Roodheid van de ogen: het is een manifestatie van congestie. De congestie van de oogbol is verdeeld in twee soorten: ondiep en diep. De eerste is helderrood, "conjunctivale hyperemie" genoemd, de laatste is donkerrood, "ciliaire congestie" genoemd. Beide hebben een "gemengde congestie". De verschillende congestie in deze gevallen is zeer zinvol bij het onderzoek en de diagnose van artsen, en het is ook een belangrijke basis voor het beoordelen van de ernst van oogziekten.

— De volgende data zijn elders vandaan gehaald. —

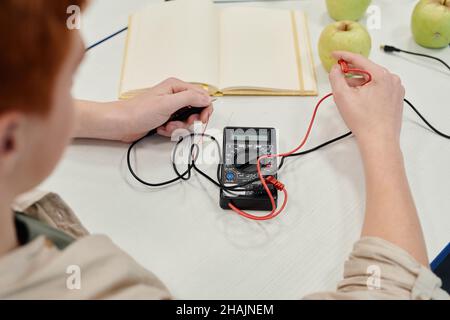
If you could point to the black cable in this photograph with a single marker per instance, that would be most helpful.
(390, 49)
(426, 121)
(192, 160)
(186, 175)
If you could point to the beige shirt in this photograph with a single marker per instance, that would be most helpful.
(376, 269)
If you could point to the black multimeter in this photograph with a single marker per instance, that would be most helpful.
(241, 149)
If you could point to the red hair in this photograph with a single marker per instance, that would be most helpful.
(35, 41)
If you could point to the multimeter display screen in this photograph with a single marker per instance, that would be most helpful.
(250, 137)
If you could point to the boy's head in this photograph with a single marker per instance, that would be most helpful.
(38, 59)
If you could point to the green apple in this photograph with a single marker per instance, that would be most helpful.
(431, 23)
(347, 9)
(343, 36)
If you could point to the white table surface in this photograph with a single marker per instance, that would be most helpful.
(201, 251)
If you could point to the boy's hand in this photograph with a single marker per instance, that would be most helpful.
(132, 119)
(373, 112)
(154, 107)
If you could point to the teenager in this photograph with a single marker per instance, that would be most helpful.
(38, 117)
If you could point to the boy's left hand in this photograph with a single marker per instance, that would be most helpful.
(130, 120)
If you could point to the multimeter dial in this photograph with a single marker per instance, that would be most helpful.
(242, 148)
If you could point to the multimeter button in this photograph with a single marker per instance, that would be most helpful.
(230, 176)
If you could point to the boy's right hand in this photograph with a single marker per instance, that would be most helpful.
(373, 112)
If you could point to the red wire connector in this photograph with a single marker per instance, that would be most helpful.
(277, 184)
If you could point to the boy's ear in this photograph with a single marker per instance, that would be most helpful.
(9, 127)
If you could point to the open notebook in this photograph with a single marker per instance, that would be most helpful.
(231, 50)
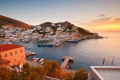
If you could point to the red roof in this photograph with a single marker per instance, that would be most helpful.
(5, 47)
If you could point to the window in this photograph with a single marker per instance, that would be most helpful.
(5, 55)
(15, 52)
(11, 53)
(20, 50)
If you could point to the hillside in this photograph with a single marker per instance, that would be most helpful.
(67, 26)
(12, 22)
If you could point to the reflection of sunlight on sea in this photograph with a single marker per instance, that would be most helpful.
(86, 53)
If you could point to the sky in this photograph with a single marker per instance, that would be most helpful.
(93, 15)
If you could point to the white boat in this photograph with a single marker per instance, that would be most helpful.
(34, 59)
(41, 60)
(73, 40)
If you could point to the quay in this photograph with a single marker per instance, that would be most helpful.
(66, 61)
(28, 53)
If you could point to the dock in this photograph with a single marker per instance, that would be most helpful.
(66, 61)
(28, 53)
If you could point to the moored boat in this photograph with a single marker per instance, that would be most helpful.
(45, 45)
(73, 40)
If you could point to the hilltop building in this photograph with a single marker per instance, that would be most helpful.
(14, 53)
(104, 73)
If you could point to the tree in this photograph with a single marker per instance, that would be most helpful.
(80, 75)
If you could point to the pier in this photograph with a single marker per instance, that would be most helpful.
(66, 61)
(28, 53)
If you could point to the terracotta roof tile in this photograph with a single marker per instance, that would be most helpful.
(5, 47)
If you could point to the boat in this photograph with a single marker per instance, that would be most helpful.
(41, 60)
(73, 40)
(34, 59)
(45, 45)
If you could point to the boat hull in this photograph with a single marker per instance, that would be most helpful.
(45, 45)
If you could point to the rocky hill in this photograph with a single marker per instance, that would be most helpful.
(5, 21)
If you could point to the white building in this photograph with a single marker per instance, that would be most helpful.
(104, 73)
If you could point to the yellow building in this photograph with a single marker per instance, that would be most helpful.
(14, 53)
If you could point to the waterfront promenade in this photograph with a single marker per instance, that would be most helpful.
(32, 63)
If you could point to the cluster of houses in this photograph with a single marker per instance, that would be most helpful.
(55, 33)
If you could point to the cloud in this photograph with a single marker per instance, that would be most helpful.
(101, 15)
(103, 21)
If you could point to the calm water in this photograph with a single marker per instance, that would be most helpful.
(86, 53)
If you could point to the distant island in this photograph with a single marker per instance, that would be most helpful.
(47, 33)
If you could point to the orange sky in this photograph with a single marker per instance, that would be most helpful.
(103, 24)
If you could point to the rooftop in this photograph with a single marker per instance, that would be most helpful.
(5, 47)
(107, 72)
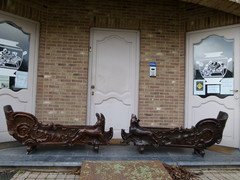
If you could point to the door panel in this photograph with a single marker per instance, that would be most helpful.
(18, 66)
(113, 85)
(212, 79)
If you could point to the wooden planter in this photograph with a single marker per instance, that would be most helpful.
(206, 133)
(26, 129)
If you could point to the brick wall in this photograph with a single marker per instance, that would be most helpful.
(63, 55)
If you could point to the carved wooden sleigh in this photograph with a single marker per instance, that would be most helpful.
(206, 133)
(25, 128)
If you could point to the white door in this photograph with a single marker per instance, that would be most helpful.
(212, 78)
(113, 77)
(18, 66)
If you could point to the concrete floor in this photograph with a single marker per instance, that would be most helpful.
(57, 162)
(58, 156)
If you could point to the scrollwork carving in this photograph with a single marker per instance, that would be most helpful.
(206, 133)
(25, 128)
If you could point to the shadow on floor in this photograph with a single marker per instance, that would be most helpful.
(14, 154)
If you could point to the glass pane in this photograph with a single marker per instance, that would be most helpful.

De conjunctiva wordt lichter of bleker: de conjunctiva wordt lichter of bleker. Wanneer de bloedarmoede anders is, wordt de conjunctiva lichter of bleker.

Het bindvlies is een zachte, gladde, transparante film die wordt aangebracht op het binnenoppervlak van het ooglid en het oogoppervlak. In normale levende organismen is het bindvlies rooskleurig en kunnen de diepe haarvaten erdoor worden waargenomen.

heeft dit artikel jou geholpen?

Het materiaal op deze site is bedoeld voor algemeen informatief gebruik en is niet bedoeld als medisch advies, waarschijnlijke diagnose of aanbevolen behandelingen.